Breast Screening: The Debate Between Supporters and Sceptics Continues
Decades after mammographic breast screening programs were established, their value continues to be subject to hot debate, primarily about the magnitude and nature of the benefits and harms. The battle rests mainly on the chance of saving a life compared with the risk of “over diagnosis”, defined as the diagnosis of a cancer that would not without screening have become apparent in the person’s lifetime. The main problem is that it is not currently possible to differentiate the small number of non progressive cancers from those potentially more lethal, and therefore treatment is recommended for all, leading to some women receiving treatment that may not have been necessary.
An independent panel of 29 experts from 16 countries convened by the International Agency for Research (IARC), an arm of the World Health Organization, has recently reviewed the available evidence and compiled a report assessing methods of screening for breast cancer, in terms of their efficacy in preventing cancer and of their adverse effects which was published in the June 4 2015 issue of the New England Journal of Medicine (1).
Both sides of the screening debate agree that mammographic breast screening saves lives, but how many and at what cost, financial and otherwise, is disputed. Screening can however be thought of like insurance. It is the seriousness, not the likelihood of an accident that makes you pay your premiums.
The small but vocal anti-breast screening minority, would, I suspect, ideally like to see publicly funded mammographic screening programmes dismantled. This is not going to happen. For a start, early detection is so intuitively attractive a concept. It resonates with the general public. A few years ago, when American authorities first suggested reducing the frequency of mammograms to two yearly and increasing the age of routine commencement to 50, as we have here in Australia, there was a public outpouring of outrage and a backlash of such mammoth proportions that the recommendations were rejected. The tribe had spoken; loud and clear. The IARC recommendations provide international backing for more recent draft guidelines on mammography released earlier in 2015 by the U.S. Preventive Services Task Force (USPSTF) which again ignited great controversy.
Screening opponents, made up predominantly of epidemiologists and academics, not practising clinicians, are also campaigning for more detailed information to be given to women about the potential downsides of screening, claiming that the potential advantages are overstated, and that the downsides are either underplayed or overlooked, in invitations to attend for mammographic screening. Don’t get me wrong, I agree entirely that women need and deserve clear, unbiased information on which to make the decision to attend or not for screening. Women can obviously elect not to attend, and unlike some other public health measures such as vaccination, as it is the individual alone, not the population as a whole, who may suffer if the chance of early cancer detection is missed, there is no public health duty to attend.
Provision of such complex information in a form that is readable and understandable by a population with such varying degrees of knowledge is however immensely challenging.
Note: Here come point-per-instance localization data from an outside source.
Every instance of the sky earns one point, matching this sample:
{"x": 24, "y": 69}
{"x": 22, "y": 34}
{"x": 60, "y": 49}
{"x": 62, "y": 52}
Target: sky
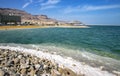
{"x": 91, "y": 12}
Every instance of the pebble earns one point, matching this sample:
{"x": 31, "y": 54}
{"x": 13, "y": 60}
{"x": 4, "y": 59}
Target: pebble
{"x": 19, "y": 64}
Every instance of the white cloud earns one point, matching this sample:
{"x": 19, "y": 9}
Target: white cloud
{"x": 47, "y": 7}
{"x": 101, "y": 7}
{"x": 89, "y": 8}
{"x": 28, "y": 3}
{"x": 49, "y": 4}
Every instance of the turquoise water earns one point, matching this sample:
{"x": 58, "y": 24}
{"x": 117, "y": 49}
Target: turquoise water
{"x": 99, "y": 40}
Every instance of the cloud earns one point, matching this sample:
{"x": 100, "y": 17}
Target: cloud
{"x": 47, "y": 7}
{"x": 101, "y": 7}
{"x": 89, "y": 8}
{"x": 49, "y": 4}
{"x": 28, "y": 3}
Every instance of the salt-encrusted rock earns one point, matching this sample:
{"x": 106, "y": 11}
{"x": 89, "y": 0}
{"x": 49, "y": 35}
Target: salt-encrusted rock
{"x": 66, "y": 72}
{"x": 117, "y": 73}
{"x": 37, "y": 66}
{"x": 32, "y": 72}
{"x": 2, "y": 72}
{"x": 102, "y": 67}
{"x": 22, "y": 61}
{"x": 19, "y": 64}
{"x": 20, "y": 56}
{"x": 24, "y": 66}
{"x": 55, "y": 73}
{"x": 16, "y": 60}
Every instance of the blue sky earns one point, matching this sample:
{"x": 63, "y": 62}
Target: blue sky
{"x": 87, "y": 11}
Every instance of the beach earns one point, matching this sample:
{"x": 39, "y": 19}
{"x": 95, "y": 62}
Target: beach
{"x": 74, "y": 51}
{"x": 58, "y": 65}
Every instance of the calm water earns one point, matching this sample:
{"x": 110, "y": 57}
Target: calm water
{"x": 98, "y": 40}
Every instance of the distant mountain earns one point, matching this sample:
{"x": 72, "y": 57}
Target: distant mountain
{"x": 24, "y": 15}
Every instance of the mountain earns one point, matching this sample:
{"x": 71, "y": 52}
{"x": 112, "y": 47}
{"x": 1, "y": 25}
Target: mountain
{"x": 24, "y": 15}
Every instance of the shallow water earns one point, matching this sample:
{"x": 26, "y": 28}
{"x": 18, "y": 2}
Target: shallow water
{"x": 97, "y": 43}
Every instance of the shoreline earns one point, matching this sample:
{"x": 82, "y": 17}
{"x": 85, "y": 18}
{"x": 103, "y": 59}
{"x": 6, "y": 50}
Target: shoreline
{"x": 77, "y": 67}
{"x": 37, "y": 26}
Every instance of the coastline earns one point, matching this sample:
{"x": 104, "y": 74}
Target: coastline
{"x": 77, "y": 67}
{"x": 37, "y": 26}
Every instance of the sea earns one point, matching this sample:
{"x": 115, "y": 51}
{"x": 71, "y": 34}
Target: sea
{"x": 96, "y": 46}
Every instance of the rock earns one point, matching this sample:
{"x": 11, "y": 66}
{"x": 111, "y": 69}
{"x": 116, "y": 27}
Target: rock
{"x": 67, "y": 72}
{"x": 32, "y": 72}
{"x": 117, "y": 73}
{"x": 24, "y": 66}
{"x": 6, "y": 74}
{"x": 55, "y": 73}
{"x": 102, "y": 67}
{"x": 16, "y": 60}
{"x": 22, "y": 61}
{"x": 73, "y": 65}
{"x": 1, "y": 72}
{"x": 23, "y": 71}
{"x": 20, "y": 56}
{"x": 37, "y": 66}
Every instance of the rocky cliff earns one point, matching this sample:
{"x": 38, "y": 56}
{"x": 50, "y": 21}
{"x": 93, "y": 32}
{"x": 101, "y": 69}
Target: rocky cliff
{"x": 24, "y": 15}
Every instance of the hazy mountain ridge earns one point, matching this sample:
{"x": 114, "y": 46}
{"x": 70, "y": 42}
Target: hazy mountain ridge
{"x": 24, "y": 15}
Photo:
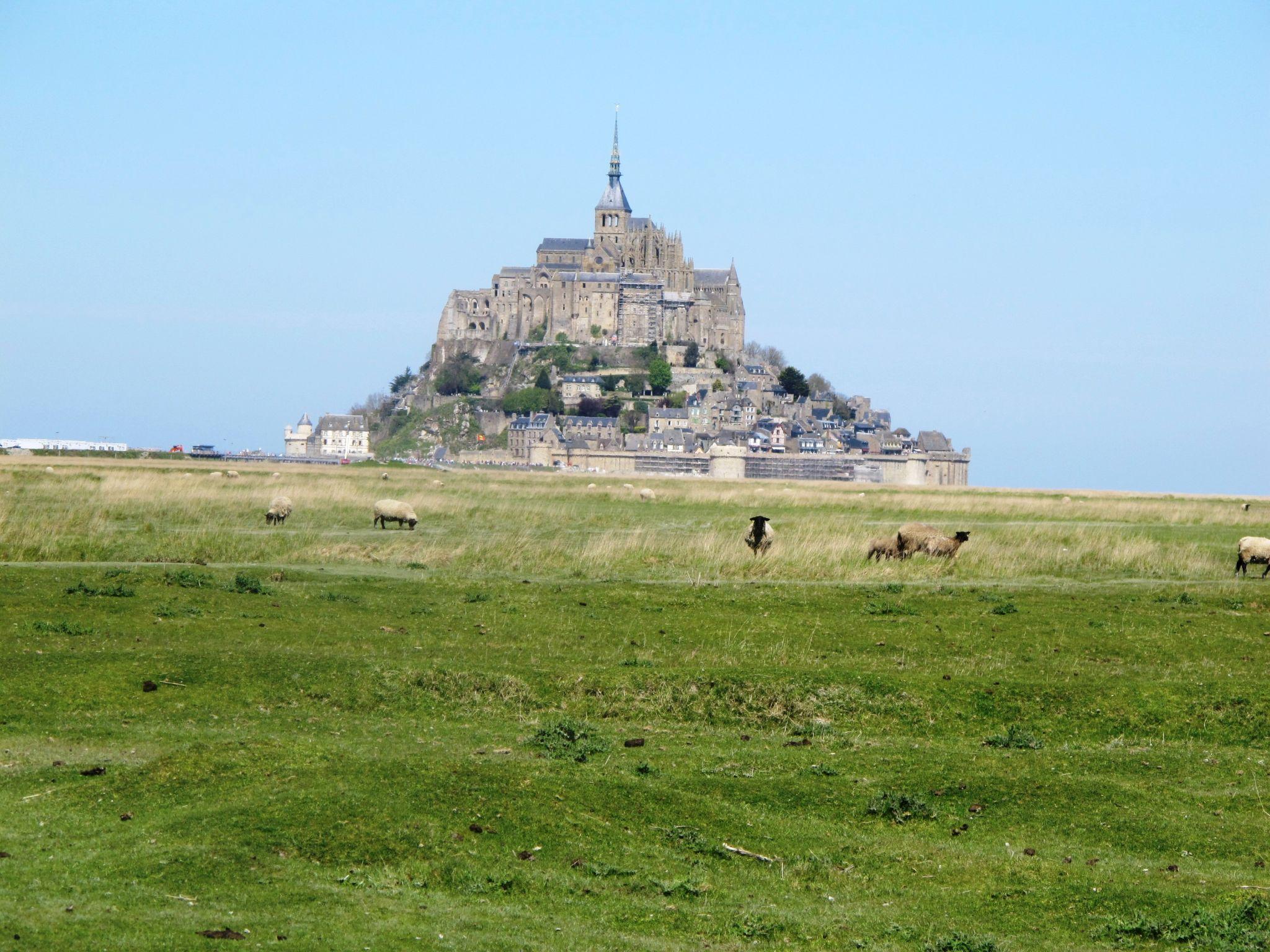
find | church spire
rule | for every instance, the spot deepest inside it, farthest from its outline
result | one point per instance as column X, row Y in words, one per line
column 615, row 161
column 614, row 196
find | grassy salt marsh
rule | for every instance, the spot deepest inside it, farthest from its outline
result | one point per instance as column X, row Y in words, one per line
column 389, row 739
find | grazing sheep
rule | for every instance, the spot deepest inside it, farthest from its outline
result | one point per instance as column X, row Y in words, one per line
column 884, row 547
column 918, row 537
column 912, row 537
column 391, row 511
column 760, row 535
column 278, row 511
column 1254, row 550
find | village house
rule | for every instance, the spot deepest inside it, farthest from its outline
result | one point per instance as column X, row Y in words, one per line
column 596, row 432
column 526, row 432
column 343, row 436
column 664, row 418
column 574, row 387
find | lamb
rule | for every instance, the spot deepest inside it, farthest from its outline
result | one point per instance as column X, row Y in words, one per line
column 278, row 511
column 918, row 537
column 884, row 547
column 391, row 511
column 760, row 535
column 1254, row 550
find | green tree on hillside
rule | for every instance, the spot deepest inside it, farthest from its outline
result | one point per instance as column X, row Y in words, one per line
column 401, row 381
column 659, row 375
column 459, row 375
column 794, row 382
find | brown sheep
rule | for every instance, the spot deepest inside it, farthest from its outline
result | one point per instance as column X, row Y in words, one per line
column 760, row 535
column 884, row 547
column 918, row 537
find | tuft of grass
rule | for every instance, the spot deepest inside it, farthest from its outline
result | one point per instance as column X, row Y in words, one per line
column 116, row 591
column 569, row 739
column 63, row 627
column 962, row 942
column 247, row 584
column 900, row 808
column 1240, row 927
column 1014, row 739
column 187, row 579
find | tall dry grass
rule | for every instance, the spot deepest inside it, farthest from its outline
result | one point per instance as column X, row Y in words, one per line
column 550, row 524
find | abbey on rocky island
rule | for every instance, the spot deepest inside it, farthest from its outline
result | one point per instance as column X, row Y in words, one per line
column 626, row 284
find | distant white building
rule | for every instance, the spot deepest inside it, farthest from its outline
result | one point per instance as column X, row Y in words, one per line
column 335, row 434
column 70, row 444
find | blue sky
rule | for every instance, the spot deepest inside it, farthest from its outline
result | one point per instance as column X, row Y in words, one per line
column 1043, row 229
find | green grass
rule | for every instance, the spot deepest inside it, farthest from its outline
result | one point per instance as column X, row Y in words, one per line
column 355, row 752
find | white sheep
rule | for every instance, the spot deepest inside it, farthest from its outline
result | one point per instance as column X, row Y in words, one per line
column 760, row 535
column 1254, row 550
column 278, row 511
column 391, row 511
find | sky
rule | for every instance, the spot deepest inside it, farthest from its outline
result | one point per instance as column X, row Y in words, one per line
column 1039, row 227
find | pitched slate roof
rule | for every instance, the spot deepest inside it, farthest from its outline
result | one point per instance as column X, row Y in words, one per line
column 564, row 244
column 340, row 421
column 710, row 277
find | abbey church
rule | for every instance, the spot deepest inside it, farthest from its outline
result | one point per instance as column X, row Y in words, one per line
column 628, row 284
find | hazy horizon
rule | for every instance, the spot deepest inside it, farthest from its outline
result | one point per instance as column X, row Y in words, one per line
column 1042, row 230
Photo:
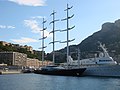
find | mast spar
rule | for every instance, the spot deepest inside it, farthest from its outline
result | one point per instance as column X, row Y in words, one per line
column 43, row 37
column 53, row 31
column 68, row 28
Prior to attending for screening, women must weigh up the small chance of a substantial benefit, that is not dying of breast cancer and thereby living longer, compared with the larger chance of either no benefit (except reassurance) or even an undesireable event.
Breastscreen Australia attendance in the target age group 50-74 years runs at around 55%, but this does not reflect participation in mammographic screening overall, as many women screen outside the national screening programme through their clinicians. The lowest screening participation rates are in disadvantaged areas and amongst low socioeconomic groups. I’m going to stick my neck out here and take a wild guess that these women are not staying away because of the “ potentially delicate balance between benefits and harms“; those theoretical academic arguments are taking place around the dining tables of the chattering classes.
We keep hearing that fifty is the new forty. Females of breast screening age are in the prime of their personal and professional lives and often at the peak of their earning capacity. Women are having children later, and many women receiving their first invitation to attend for a screening mammogram at age 50, still have children in primary school. These women are taking no risks. I see them every single day in my breast surgical practice. They are in for the long haul. They need to feel that they have taken absolutely every possible precaution, and do not want to face any potential regret or the personal recriminations associated with being diagnosed with a symptomatic breast cancer, that may have been detectable at an earlier stage, had they attended for screening. These women view breast screening as a way of avoiding that potential regret.
Baby boomers are now in their sixties. They are in better health than previous generations and are eagerly anticipating and expecting long and healthy retirements. Failure to attend for screening is strongly perceived by these women as placing oneself at unnecessary risk of preventable death. For them, if the trade off is having treatment for a cancer that may or may not have proven lethal, then so be it. I have yet to encounter in my breast surgical career, a solitary woman who, having being diagnosed with an early, readily treatable breast cancer, expressed regret at having attended for screening because there was a theoretical chance that she may have been “overdiagnosed”.
Screening has been likened to gambling, with only a small chance of winning big time. Unlike gambling however, those who don’t win, do not necessarily lose.
- Lauby-Secretan B, et al “Breast-cancer screening: Viewpoint of the IARC Working Group” N Engl J Med 2015; DOI: 10.1056/NEJMsr1504363.